Eh, I don't think you can say that definitively. I took it as WaxProlix not wanting to/being unwilling to talk about it because it's boring, and as they found it boring, they thought other people would likely (the word they used, which I think people are ignoring) find it boring as well.
They apologized to the person they said it to, and it all seems settled from my perspective.
Amazon rarely likes to talk about how things are built at the nuts and bolts level.
[1] https://www.amazon.jobs/en-gb/search?base_query=ruby+on+Rail...
Ruby is a frequent scripting language at Amazon. JRuby on Rails is (or was) a solid way to get a nice web app running for internal use without interfacing with Spring. The AWS SDK is pretty great for internal tools that need to interact with S3.
It honestly isn't super interesting, but it's a well-supported platform internally.
Python gets some dislike, and there are a few significant projects trying to get off it.

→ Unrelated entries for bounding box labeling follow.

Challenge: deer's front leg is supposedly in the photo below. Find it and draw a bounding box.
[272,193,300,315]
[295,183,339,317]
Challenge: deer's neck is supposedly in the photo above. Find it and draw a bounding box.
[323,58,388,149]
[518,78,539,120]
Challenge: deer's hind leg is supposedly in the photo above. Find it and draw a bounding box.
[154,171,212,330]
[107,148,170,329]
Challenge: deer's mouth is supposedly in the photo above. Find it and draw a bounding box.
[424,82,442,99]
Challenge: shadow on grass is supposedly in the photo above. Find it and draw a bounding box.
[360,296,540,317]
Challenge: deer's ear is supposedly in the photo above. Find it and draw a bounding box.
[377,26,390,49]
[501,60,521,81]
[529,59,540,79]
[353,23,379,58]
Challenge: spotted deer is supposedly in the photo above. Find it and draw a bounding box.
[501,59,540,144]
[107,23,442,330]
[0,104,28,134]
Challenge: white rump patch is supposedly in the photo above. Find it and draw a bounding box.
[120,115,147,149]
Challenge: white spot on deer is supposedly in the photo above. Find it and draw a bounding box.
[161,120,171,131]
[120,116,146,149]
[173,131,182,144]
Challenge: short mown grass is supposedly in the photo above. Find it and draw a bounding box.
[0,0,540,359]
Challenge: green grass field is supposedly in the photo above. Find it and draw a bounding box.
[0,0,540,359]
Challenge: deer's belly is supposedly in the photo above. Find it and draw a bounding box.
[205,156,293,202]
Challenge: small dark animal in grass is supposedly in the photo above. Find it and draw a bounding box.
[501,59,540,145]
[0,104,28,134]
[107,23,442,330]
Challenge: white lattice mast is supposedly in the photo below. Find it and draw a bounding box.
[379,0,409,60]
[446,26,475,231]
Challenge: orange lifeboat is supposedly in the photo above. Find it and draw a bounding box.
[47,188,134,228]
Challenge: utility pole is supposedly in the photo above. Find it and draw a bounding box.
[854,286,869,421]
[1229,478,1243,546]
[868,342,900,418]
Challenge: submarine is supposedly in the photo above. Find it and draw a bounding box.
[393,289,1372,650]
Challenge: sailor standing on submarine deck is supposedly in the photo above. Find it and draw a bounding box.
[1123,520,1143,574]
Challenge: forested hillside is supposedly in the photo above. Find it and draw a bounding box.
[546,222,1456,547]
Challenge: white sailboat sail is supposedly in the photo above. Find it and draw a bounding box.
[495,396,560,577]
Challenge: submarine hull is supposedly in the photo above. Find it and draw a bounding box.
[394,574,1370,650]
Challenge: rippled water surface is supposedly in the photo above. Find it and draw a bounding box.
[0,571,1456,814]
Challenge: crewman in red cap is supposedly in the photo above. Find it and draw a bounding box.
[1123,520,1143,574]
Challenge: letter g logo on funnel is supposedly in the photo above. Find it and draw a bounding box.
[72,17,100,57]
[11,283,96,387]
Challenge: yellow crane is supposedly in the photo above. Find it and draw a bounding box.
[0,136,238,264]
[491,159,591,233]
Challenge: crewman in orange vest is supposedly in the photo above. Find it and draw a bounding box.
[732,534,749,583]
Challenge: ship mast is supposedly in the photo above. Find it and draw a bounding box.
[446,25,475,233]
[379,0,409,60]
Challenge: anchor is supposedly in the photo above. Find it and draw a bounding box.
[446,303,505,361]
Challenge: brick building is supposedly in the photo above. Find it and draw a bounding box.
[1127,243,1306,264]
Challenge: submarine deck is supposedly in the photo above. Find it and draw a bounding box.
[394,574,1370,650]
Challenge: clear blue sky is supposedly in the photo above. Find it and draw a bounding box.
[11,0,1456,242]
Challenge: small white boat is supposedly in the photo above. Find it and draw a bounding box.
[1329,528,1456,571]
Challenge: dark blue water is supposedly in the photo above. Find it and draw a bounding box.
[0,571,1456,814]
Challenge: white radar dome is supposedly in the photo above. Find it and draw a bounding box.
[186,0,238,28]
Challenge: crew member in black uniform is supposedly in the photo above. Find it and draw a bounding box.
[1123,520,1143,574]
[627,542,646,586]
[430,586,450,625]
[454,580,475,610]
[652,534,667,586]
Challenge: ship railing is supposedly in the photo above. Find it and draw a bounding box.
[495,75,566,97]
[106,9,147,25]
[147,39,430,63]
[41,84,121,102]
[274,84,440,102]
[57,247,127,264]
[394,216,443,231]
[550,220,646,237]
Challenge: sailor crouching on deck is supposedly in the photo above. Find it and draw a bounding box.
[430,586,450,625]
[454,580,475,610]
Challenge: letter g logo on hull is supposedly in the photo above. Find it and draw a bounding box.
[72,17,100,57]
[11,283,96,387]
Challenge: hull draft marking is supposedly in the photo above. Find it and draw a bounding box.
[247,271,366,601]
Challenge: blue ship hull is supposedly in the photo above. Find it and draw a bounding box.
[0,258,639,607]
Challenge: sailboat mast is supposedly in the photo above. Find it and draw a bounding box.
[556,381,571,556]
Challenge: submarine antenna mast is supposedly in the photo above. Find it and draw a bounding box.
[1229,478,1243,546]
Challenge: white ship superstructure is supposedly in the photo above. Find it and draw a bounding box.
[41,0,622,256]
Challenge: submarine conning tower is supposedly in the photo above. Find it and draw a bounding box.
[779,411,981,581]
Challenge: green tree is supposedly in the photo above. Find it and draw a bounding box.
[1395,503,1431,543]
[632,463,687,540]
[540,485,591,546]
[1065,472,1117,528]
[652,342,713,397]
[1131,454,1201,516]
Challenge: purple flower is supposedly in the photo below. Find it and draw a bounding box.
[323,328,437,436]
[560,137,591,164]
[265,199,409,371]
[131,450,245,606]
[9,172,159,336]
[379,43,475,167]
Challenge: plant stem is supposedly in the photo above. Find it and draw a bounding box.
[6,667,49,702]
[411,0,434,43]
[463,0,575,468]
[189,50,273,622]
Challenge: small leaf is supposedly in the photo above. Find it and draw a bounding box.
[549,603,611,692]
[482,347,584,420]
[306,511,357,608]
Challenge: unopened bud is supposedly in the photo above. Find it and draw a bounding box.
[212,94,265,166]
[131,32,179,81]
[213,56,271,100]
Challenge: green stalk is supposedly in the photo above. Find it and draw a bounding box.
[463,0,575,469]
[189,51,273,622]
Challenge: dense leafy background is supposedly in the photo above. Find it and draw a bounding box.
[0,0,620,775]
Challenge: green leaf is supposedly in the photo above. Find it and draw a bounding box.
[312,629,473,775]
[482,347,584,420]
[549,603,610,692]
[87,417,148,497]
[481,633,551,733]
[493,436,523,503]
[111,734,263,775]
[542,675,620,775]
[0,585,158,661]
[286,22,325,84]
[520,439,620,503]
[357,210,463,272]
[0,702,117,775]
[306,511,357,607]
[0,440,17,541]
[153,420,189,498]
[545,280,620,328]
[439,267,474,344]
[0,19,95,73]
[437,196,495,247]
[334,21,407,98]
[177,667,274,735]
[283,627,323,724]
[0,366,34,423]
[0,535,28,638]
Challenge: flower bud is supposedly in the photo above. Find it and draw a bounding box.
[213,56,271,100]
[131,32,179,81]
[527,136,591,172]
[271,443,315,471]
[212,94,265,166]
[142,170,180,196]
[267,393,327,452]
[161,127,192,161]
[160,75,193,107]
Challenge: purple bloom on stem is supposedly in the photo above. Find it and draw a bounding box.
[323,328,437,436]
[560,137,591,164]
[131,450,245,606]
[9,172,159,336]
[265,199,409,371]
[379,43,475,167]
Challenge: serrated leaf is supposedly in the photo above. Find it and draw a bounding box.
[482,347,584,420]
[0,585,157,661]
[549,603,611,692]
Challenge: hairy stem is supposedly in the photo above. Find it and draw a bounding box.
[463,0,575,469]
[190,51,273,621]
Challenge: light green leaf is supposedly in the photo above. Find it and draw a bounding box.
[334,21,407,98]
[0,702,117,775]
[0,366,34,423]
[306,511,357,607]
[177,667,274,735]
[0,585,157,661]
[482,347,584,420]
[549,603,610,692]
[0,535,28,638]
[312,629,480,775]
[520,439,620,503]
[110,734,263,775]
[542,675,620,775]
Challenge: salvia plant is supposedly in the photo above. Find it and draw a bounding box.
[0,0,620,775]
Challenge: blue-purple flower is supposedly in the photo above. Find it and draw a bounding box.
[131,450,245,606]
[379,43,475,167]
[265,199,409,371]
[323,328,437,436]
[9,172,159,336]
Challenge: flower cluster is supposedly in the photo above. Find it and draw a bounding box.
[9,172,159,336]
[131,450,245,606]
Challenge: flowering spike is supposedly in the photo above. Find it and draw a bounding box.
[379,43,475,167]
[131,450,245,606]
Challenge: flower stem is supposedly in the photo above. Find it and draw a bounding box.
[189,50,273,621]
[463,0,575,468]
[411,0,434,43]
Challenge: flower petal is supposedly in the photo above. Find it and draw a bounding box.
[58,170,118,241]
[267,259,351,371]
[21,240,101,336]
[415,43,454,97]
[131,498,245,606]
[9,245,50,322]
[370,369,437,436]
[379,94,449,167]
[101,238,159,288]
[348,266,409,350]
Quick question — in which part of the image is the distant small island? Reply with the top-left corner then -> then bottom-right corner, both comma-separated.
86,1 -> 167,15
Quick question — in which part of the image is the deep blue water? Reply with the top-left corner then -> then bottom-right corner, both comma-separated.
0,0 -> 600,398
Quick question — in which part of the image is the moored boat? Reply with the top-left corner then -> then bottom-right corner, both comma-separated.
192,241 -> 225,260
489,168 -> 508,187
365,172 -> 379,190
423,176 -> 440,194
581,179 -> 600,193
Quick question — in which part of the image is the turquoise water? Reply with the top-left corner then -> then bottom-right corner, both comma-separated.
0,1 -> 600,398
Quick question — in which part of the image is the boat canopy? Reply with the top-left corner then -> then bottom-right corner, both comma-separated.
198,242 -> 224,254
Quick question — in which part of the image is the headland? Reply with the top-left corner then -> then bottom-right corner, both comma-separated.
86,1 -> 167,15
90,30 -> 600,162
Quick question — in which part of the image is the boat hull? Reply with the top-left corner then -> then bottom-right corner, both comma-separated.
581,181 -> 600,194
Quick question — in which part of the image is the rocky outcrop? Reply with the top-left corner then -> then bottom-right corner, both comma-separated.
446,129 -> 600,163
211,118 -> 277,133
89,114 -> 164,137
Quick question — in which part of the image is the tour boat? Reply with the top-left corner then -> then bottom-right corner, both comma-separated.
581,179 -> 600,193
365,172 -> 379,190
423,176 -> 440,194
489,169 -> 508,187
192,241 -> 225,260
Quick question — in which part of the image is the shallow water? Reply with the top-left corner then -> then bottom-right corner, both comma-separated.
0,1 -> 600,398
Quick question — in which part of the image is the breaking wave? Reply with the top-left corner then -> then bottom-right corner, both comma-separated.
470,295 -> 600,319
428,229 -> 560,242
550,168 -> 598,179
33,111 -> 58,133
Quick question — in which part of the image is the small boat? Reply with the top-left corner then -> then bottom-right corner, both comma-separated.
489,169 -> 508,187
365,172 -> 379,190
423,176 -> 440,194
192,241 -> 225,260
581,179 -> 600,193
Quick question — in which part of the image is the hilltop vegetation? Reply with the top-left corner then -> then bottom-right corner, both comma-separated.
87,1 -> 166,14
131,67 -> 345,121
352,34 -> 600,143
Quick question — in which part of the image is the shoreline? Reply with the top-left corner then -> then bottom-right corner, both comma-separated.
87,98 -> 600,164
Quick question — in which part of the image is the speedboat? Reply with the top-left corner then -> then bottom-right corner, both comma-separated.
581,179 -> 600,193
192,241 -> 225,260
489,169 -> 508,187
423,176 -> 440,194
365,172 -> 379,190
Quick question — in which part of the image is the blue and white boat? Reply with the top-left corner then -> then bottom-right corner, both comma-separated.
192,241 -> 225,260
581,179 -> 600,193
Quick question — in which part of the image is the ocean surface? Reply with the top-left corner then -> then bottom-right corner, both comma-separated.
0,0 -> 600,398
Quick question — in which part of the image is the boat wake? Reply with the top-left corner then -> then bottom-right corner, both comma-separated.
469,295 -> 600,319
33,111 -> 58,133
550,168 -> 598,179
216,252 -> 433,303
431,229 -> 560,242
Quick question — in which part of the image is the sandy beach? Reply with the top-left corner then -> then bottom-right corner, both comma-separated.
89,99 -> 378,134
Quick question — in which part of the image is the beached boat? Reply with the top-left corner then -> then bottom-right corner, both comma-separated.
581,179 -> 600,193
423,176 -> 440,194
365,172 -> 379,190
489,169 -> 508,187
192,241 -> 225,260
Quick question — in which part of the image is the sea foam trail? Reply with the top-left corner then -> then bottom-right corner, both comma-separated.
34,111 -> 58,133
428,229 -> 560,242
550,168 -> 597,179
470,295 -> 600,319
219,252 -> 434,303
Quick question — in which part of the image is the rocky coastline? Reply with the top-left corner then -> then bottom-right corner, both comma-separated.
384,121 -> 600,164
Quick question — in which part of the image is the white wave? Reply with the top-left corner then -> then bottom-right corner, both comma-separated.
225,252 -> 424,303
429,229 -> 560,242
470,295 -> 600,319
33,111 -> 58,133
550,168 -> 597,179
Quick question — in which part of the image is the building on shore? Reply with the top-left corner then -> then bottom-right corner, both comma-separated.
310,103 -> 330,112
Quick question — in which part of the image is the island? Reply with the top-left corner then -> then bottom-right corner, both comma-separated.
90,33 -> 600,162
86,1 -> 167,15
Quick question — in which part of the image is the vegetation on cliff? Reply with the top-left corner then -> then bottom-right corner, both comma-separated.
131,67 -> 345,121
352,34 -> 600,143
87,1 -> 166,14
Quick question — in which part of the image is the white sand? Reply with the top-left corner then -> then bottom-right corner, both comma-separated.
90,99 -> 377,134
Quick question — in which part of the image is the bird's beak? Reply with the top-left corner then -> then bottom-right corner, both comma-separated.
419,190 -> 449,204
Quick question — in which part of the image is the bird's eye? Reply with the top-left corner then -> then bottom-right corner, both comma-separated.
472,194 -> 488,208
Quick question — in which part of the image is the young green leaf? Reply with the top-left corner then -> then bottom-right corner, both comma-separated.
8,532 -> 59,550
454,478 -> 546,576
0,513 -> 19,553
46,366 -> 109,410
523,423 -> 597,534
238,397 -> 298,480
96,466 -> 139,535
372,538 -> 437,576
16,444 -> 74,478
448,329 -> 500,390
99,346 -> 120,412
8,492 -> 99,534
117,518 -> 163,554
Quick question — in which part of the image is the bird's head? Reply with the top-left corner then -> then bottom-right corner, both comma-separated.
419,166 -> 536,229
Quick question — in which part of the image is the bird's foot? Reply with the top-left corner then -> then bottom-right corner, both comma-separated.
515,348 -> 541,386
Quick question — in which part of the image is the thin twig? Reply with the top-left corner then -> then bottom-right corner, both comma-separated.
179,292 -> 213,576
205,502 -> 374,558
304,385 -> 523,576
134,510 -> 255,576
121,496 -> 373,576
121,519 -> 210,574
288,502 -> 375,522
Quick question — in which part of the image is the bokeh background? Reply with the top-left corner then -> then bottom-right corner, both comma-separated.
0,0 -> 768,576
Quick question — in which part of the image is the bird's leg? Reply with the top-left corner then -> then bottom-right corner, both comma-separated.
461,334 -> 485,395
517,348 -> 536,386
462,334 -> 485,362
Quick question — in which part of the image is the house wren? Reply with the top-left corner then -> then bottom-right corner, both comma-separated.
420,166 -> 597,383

As a blanket statement I don't think dynamic languages work well at a company like Google.
Looks like AWS is echoing that sentiment:
Ruby even excluded from GSoC while python isn't.
it is all about tooling and dev support. ruby wasn't landed properly
I can’t imagine why...
I think Rust will see huge growth from best of breed WebAssembly tools to the really small/fast libraries available. I'm not that deep, but it's been an interesting learning curve. Hoping to find a couple things to actually work on in terms of projects this coming year with it.
Edit: I am curious if we'll see some Docker tooling move towards Rust, most of that is currently Go, though some of the wasm stuff might be a better direction vs. containers.